Er war unumgänglich, er ist gelungen, hat etwas weniger gekostet als die veranschlagten 1,7 Millionen Euro und schafft Schülern eine angenehme Lernatmosphäre: Der Erweiterungsbau des Werner- Heisenberg-Gymnasiums sorgt zwei Monate nach seinem Bezug durch drei 9. Klassen überall für gute Laune. Das war auch gestern Abend bei der offiziellen Einweihung so.

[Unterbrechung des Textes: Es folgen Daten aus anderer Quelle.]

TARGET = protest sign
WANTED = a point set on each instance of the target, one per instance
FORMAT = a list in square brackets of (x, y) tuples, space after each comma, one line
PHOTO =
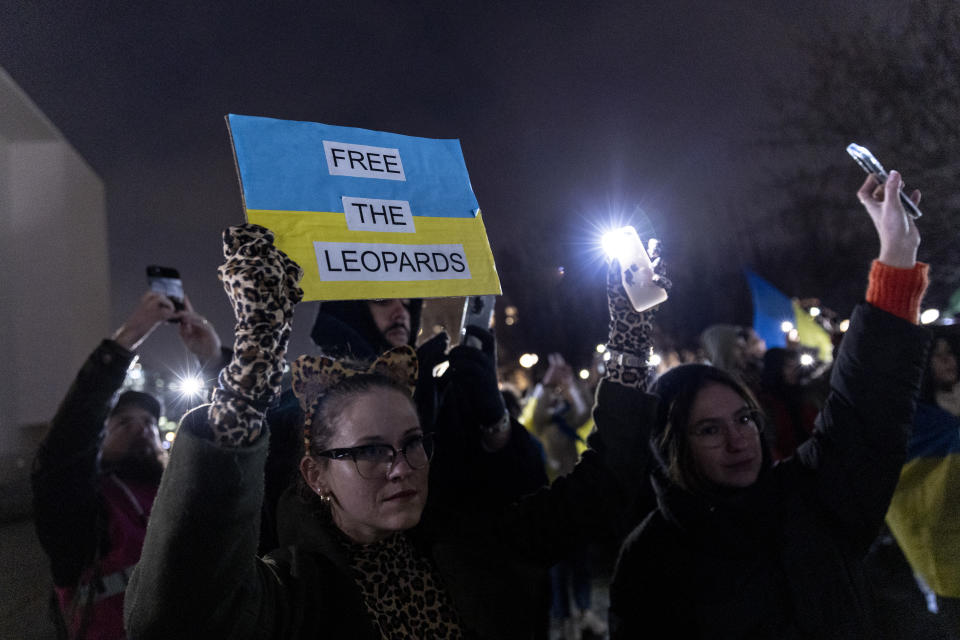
[(367, 214)]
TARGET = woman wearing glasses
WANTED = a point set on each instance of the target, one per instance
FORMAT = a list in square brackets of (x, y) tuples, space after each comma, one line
[(363, 553), (738, 548)]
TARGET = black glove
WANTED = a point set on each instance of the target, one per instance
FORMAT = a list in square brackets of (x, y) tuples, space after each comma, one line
[(473, 376)]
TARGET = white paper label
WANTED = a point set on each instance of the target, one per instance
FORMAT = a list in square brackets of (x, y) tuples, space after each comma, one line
[(362, 161), (371, 214), (371, 261)]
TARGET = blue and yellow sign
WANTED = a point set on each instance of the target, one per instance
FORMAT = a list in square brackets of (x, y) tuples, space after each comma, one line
[(367, 214)]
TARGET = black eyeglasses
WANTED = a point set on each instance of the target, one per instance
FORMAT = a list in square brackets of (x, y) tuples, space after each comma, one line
[(376, 460), (712, 433)]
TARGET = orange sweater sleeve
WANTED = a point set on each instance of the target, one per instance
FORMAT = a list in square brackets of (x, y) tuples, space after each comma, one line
[(898, 291)]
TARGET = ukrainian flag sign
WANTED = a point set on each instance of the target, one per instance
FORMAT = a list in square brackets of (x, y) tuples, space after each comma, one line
[(367, 214)]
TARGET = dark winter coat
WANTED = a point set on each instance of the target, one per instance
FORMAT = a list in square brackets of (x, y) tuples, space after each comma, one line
[(199, 577), (783, 558)]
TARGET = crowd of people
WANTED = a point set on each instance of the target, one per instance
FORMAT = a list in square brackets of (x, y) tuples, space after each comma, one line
[(359, 493)]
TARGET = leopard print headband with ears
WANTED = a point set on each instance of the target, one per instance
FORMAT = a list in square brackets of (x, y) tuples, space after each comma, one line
[(313, 376)]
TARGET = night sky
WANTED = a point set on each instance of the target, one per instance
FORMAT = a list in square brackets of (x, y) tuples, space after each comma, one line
[(569, 115)]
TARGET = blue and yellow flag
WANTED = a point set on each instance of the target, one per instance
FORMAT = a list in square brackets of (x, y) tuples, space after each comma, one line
[(771, 308), (924, 514), (367, 214)]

Was an der Bismarckstraße entstand, ist bereits der vierte Erweiterungsbau in der 110-jährigen Schulgeschichte, die am 16. Juli 1900 mit ihrem ersten Spatenstich begann. In Anlehnung an die frühere Bezeichnung des Weinheimer Gymnasiums sprach Oberbürgermeister Heiner Bernhard davon, dass das „Schiff' jetzt ein „Beiboot" erhalten hat. 27 Firmen arbeiteten auf der „Werft", 16 von ihnen sind aus Weinheim. In die Maßnahme sind Fördermittel aus dem Konjunkturpaket II geflossen, das im vergangenen und diesen Jahr an allen Weinheimer Schulen über 20 Maßnahmen mit einem Volumen von 3,4 Millionen Euro ermöglichte.
In das Heisenberg-Gymnasium waren zwischen 2005 und 2009 bereits 800 000 Euro in den Ausbau des Dachgeschosses, für einen Turnhallenboden und einen Fachraum investiert worden.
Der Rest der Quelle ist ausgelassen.